The Verge has an interesting story suggesting Microsoft is planning to release a cheap Xbox set-top box designed to target the video streamer and casual gamer audience.
I think the idea makes a whole lot of sense, even if I’m not so sure about the specifics. I’m having trouble, though, with the idea that Microsoft’s releasing two significantly different SKUs that, at least by my reading of the article, could possibly have different chip and software architectures.
What makes more sense to me would be a low-end, disk-less set-top Xbox 720 (using basically the same overall chip and software architecture as the high-end system), cost reduced to a price point to compete with Apple TV and Roku.
But even then, given the requirements this low-end box would fill (video streaming, always-on, and casual gaming), what makes even more sense is to instead respin the core 360 technology one more time as the foundation for this low-end SKU.
Think about it: The 360 investment and silicon fabrication is based on older, fully amortized technology but powerful technology nonetheless. Microsoft has shown that it can upgrade software on the 360 (there have been at least three or four major Xbox 360 software upgrades by my count), and while it clearly wouldn’t want to make a new version of the 360 based on a Windows 8 kernel, what’s stopping it from emulating the look and feel of its Metro tile UI (something it has already started to do with the latest version of the 360 UI) to create a low-end box similar in feel to the high-end 720?
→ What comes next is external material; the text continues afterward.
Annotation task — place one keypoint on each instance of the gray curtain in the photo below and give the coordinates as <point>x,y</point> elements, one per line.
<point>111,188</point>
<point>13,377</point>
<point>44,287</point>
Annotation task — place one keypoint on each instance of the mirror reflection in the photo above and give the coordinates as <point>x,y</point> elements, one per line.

Now, the company could clearly have big plans to allow its third-party app developers for Windows 8 to create versions of its software for the next generation of the Xbox. Further, the instant-on and low-power states might also be nonnegotiables for Microsoft, and those are two features I am pretty sure wouldn’t be easy to do with 360 silicon (though, to be clear, I am definitely not a chip engineer).
All that said, if cost reduction and reliability are the key features for Microsoft, using the 360 foundation for yet another SKU makes sense.